Myth #1: Eye contact is impossible for someone with autism.
Some people with autism find making eye contact with others difficult, but others have no problem whatsoever.

Myth #2: People with autism can't show affection.
My son is the biggest snuggle bug ever! Being able to snuggle up has never been a problem for him. For some, it is, but not all.

Myth #3: If a child is progressing, he never had autism.
This is not true. It takes work and patience, but progress is possible!

Myth #4: People with autism cannot communicate.
If someone with autism is nonverbal, they have other ways of communicating. Sign language, pictures, computers, etc. are all forms of communication. Just because a person can't talk, it doesn't mean they can't communicate.

Myth #5: Autism is the result of bad or neglectful parenting.
The "refrigerator mother" myth has been around for some time, and I'm actually surprised it still exists. Almost every parent of a child with autism I've met is very kind, loving, and incredibly patient. They also spend much of their time feeling needlessly guilty about their child's autism, so this myth is less than helpful.

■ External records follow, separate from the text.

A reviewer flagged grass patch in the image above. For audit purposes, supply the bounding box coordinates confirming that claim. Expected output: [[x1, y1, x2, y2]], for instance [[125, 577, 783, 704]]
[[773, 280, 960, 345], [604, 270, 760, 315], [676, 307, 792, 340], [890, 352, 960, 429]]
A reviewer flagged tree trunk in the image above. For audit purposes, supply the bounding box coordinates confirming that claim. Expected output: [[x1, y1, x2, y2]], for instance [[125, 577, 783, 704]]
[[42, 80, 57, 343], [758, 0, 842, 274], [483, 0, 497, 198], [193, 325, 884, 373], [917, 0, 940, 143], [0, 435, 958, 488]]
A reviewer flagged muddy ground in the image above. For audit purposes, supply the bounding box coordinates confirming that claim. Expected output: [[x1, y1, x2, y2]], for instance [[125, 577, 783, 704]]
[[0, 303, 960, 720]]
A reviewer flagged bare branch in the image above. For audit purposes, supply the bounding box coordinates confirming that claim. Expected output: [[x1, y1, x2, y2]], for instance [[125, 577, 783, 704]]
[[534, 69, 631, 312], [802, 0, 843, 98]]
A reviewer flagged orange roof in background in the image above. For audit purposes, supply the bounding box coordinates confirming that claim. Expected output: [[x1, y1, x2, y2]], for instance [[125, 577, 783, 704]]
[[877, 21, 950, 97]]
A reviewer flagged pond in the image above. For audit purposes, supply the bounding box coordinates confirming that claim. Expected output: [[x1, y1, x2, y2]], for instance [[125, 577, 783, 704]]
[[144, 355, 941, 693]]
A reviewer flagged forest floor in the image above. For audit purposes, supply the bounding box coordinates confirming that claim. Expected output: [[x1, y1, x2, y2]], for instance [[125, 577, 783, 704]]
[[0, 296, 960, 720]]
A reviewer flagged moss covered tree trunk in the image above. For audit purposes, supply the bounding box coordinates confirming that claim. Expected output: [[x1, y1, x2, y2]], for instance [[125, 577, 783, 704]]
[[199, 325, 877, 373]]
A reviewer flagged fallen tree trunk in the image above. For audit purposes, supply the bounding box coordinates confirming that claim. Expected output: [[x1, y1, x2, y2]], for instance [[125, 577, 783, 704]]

Myth #6: If you have autism, you can repeat the whole phone book or know what day of the week April 23 will fall on in 4 years.
While most children with autism are very smart, an autistic savant is rare. We can all thank the movie Rainman for this little myth. So in the future, please do not ask a mom to get her kid to perform parlor tricks for you.

Myth #7: Children with autism do not want friends.
All children want friends. Some can show this is a better way than others, but I think all children want a friend. Alot of kids with autism just can't figure out how to go about it.

Myth #8: Kids with autism don't get their feelings hurt.
If you've ever seen my son's face after a kid has refused to play with him, you'd know this is not true. They might not get mad and yell at someone, or sit down and cry over it, but it's just as easy to hurt a child with autism's feelings as any other. Please remind your children to be kind.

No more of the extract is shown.